Barbara Feltus gebar ihm zwei Söhne, Angela Ermakowa raubte ihm in einer Londoner Besenkammer den Samen und schenkte ihm dafür eine Tochter, es folgten unter anderem Sabrina, Patrice sowie Lilly. Allesamt waren sie schwarzhaarig. Becker seinerseits wurde immer blonder und stetig tiefer. Er reifte zum Mann heran, wir reiften mit. Manch ein Leistungssportler führt nach dem Ende seiner Karriere ein Leben, so leer wie ein albanischer Parkplatz unter Enver Hodscha.
Nicht so unser BB. Randvoll ist der Terminkalender des "Global Players", und immer dürfen wir dabei sein, wenn er auftritt, ob in Stralsund oder bei einer Steuerhinterziehung, ob auf Mallorca oder bei einer Wohltat, ob bei Mandela oder bei "Beckmann" , ob in Florida oder bei einer Firmenpleite. Zwischendurch liest er unablässig, Günter Grass und Max Frisch, Norman Mailer, Martin Walser und Laotse; das wissen wir aus seiner Autobiographie "Augenblick, verweile doch", frei nach Goethe, den liest er natürlich auch.

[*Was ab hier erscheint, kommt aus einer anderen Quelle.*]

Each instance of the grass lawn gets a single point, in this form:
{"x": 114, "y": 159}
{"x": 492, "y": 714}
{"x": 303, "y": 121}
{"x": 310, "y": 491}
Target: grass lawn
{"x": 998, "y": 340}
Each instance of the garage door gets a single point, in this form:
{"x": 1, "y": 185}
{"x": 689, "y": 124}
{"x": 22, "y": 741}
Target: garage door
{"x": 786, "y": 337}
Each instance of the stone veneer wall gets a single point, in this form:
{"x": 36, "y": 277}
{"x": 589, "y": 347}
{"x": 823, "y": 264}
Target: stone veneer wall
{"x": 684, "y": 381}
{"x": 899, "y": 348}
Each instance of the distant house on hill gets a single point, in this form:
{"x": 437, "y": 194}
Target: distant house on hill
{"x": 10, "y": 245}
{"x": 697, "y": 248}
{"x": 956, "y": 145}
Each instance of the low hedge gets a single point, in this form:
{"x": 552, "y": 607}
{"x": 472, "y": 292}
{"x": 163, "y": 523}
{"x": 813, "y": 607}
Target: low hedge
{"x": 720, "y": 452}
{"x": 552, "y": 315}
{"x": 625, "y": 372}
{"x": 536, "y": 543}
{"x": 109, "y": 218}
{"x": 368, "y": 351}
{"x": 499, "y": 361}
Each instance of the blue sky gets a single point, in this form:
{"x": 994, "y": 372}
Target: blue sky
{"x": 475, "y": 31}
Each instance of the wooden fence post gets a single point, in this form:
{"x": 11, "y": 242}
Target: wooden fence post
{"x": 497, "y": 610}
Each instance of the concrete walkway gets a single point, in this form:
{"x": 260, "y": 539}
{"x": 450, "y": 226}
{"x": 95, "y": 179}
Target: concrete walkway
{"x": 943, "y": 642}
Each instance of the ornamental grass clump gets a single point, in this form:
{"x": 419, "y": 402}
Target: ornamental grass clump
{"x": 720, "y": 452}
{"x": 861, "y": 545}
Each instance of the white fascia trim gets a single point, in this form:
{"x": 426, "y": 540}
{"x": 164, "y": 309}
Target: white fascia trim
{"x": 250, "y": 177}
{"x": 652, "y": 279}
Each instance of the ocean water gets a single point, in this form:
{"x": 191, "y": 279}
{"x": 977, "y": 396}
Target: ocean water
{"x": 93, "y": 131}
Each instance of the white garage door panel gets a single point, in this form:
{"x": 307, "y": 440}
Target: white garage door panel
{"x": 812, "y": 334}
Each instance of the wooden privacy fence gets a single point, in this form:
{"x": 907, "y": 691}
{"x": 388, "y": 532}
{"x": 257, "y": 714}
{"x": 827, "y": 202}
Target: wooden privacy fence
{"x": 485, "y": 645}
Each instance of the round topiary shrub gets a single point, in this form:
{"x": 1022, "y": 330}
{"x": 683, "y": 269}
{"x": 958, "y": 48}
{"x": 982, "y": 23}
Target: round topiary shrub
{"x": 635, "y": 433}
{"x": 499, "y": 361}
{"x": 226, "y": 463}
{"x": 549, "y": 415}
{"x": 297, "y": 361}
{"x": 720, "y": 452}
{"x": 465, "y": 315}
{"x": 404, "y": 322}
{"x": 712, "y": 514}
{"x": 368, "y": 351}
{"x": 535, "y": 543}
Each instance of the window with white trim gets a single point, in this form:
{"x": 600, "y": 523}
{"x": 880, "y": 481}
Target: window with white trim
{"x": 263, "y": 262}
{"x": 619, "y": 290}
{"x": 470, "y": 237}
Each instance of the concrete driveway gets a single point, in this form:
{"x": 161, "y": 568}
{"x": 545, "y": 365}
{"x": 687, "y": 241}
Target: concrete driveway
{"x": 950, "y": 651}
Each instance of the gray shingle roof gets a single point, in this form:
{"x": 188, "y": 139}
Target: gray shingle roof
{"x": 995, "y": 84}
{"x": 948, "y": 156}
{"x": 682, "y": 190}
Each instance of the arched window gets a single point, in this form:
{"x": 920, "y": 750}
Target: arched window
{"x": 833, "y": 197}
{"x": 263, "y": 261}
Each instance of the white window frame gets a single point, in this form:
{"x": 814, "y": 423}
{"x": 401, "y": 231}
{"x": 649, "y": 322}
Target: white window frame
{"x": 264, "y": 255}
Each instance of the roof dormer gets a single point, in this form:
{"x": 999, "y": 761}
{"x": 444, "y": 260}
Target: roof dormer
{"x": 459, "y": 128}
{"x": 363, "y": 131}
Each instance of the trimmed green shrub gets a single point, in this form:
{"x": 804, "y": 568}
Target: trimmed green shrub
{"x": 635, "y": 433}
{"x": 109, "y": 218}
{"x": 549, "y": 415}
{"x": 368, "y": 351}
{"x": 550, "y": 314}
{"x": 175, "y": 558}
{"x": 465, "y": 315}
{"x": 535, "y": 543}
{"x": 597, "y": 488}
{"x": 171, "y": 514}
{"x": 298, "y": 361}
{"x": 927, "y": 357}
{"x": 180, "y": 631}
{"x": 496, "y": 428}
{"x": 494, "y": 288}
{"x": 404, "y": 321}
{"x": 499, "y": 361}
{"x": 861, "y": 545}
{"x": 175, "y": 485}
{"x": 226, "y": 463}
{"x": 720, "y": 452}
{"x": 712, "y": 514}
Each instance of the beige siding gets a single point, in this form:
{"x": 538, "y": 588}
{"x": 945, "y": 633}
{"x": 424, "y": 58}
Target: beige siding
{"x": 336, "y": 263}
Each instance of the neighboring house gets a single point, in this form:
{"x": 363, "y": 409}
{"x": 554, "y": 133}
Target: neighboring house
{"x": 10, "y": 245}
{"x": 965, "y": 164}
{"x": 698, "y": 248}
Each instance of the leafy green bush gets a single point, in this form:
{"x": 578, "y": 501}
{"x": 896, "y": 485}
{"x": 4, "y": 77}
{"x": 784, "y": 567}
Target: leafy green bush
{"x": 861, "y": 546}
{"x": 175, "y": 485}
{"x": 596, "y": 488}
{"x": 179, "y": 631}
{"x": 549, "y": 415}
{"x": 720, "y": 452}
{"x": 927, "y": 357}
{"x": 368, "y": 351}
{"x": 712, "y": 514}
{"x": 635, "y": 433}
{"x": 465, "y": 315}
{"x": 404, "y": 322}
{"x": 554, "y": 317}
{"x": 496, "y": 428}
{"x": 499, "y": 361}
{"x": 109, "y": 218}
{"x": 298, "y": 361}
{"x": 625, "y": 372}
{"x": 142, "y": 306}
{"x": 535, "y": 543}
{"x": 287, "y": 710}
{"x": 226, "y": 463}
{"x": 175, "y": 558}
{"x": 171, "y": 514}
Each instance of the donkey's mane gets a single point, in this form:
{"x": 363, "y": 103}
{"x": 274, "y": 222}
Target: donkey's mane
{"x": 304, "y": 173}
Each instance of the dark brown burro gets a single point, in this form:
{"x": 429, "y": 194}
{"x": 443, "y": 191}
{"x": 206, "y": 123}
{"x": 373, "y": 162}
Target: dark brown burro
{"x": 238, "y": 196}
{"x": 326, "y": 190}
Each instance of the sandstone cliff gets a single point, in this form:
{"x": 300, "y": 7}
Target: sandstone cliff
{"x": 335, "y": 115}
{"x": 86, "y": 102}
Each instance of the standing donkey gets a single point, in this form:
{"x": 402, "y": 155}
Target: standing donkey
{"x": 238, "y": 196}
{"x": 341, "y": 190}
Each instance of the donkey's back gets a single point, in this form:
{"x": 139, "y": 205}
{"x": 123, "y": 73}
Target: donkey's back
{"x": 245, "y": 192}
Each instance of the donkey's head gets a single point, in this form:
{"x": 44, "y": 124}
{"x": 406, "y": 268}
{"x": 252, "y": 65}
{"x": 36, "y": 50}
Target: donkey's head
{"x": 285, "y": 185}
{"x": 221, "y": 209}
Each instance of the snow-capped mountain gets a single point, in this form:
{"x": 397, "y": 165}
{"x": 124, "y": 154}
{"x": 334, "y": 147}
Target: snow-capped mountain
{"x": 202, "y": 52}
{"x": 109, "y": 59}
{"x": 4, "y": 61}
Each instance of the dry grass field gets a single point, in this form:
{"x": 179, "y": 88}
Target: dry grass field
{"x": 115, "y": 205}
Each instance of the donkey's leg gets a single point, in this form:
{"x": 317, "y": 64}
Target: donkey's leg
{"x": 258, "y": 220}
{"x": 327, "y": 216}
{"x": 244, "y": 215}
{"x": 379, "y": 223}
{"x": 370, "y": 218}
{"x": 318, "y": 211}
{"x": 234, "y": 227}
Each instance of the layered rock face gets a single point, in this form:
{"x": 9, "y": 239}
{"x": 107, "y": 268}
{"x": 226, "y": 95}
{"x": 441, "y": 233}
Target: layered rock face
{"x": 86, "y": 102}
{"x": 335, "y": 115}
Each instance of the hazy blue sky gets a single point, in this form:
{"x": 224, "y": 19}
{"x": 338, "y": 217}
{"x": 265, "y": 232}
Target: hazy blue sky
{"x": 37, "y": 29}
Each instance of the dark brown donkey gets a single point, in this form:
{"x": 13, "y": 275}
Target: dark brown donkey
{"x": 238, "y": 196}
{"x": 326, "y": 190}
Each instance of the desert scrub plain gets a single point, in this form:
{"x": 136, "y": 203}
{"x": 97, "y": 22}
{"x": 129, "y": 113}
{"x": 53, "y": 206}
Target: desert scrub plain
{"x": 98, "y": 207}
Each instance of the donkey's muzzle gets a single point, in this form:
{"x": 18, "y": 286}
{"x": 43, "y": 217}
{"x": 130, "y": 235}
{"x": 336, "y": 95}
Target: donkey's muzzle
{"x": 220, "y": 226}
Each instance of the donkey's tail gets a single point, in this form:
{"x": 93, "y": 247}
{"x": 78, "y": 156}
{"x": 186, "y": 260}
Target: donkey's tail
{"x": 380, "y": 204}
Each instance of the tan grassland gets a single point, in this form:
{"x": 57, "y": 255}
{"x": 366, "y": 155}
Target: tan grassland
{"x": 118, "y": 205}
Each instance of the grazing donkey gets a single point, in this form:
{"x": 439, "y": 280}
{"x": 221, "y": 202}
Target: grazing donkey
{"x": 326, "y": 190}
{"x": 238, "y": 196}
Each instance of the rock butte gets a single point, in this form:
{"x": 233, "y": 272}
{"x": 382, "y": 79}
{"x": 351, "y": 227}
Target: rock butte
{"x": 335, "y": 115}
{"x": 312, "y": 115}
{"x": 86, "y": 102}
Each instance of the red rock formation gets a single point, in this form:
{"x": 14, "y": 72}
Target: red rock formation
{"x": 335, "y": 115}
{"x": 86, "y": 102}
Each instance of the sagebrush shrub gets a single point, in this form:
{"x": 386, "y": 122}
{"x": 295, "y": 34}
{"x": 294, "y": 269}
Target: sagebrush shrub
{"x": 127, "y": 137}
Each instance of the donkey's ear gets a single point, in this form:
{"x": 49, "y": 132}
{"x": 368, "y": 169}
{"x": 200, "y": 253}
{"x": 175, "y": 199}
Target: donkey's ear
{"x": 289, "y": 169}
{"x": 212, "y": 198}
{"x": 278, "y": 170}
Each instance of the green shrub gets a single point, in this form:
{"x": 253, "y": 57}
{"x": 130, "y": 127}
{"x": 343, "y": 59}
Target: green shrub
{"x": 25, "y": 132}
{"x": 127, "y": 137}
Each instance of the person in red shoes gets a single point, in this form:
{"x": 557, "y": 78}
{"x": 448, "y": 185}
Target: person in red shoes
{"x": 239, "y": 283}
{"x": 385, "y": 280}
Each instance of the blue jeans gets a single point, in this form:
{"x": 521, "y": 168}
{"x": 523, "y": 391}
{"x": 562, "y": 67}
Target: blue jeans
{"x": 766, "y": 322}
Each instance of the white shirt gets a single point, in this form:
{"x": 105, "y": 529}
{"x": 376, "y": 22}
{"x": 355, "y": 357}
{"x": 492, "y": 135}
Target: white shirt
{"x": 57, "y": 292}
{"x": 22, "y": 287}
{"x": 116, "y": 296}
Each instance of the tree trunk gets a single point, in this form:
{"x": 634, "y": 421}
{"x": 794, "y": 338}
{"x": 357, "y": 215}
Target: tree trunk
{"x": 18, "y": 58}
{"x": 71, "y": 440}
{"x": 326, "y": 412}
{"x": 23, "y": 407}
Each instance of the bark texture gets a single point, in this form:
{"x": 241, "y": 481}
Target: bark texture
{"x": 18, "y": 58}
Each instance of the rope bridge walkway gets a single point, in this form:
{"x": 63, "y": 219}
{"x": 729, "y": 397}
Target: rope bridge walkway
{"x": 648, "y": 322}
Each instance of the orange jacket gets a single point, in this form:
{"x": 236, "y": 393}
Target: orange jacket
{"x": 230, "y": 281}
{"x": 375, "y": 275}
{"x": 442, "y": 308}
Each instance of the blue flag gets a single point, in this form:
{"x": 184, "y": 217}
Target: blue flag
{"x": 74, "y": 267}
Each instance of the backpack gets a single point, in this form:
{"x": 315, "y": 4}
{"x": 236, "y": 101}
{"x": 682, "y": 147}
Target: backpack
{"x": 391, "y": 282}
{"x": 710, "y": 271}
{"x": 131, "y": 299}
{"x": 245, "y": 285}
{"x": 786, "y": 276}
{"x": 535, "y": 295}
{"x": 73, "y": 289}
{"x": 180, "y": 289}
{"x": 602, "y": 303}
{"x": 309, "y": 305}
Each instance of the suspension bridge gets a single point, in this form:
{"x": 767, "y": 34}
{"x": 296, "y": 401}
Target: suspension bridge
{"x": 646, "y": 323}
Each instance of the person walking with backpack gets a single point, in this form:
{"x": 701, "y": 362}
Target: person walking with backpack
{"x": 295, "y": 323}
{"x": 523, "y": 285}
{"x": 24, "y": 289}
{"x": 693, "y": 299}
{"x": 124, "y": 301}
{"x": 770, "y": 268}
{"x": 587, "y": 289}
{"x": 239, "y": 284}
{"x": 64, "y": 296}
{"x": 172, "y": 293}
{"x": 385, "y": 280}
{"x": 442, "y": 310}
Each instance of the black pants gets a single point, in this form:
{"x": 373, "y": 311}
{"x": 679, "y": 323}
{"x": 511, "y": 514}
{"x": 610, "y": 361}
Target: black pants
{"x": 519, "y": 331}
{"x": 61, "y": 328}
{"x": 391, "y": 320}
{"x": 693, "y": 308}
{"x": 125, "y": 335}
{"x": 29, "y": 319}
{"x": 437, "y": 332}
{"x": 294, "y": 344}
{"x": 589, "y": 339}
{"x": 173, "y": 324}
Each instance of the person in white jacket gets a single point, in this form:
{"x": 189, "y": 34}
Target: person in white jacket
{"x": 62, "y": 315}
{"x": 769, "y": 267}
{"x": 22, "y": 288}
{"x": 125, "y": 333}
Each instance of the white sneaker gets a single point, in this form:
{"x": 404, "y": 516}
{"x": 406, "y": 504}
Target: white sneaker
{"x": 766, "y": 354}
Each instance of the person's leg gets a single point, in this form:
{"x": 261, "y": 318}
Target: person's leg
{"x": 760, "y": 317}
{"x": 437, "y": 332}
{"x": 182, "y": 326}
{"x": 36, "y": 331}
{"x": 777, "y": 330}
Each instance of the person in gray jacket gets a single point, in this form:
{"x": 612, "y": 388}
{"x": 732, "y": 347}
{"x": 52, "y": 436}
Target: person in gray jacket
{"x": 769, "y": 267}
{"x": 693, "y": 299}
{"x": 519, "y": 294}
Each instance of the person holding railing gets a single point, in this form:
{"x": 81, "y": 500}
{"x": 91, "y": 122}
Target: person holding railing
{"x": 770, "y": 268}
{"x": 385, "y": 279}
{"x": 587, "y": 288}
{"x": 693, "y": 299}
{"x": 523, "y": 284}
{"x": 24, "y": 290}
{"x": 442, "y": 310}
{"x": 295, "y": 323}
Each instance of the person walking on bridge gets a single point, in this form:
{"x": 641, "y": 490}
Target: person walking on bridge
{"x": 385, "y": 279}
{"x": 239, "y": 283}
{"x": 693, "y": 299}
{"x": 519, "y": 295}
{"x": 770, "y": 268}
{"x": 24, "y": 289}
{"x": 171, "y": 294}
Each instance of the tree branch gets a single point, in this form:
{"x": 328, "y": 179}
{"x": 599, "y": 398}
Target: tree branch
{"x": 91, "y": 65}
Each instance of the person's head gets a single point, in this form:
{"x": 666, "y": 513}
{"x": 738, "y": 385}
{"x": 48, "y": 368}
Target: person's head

Schreiben tut er nicht nur über sich selbst, sondern selbstlos auch darüber, "Was Kinder stark macht". Und wenn er nicht reist oder liest oder schreibt, dann denkt er. "In Religionen gibt es kein Richtig und auch kein Falsch", denkt er zum Beispiel, oder auch: "Mich stört, dass so viel Geld in die Rüstung geht", und des weiteren: "Ich glaube, ich bin jetzt nicht übergeschnappt, aber ich bin schon in gewisser Weise ein Botschafter des neuen Deutschland."
Das neue Deutschland
Wir denken mit und finden: Was heißt er übergeschnappt? Der Mann hat völlig Recht. Brigitte Bardot ist altes Frankreich, Boris Becker ist neues Deutschland. Die französische BB küsst nur noch Schäferhunde, wir aber können wieder und weiter darüber rätseln, wen Becker jetzt gerade küsst. Schwarz? Blond? Braun? Henna? Magenta? Somit ist er ein nicht enden wollendes Divertimento auf zwei strammen Beinen, das uns Trost spendet in schweren Zeiten der Krise. Kurz: Wir haben den besseren BB.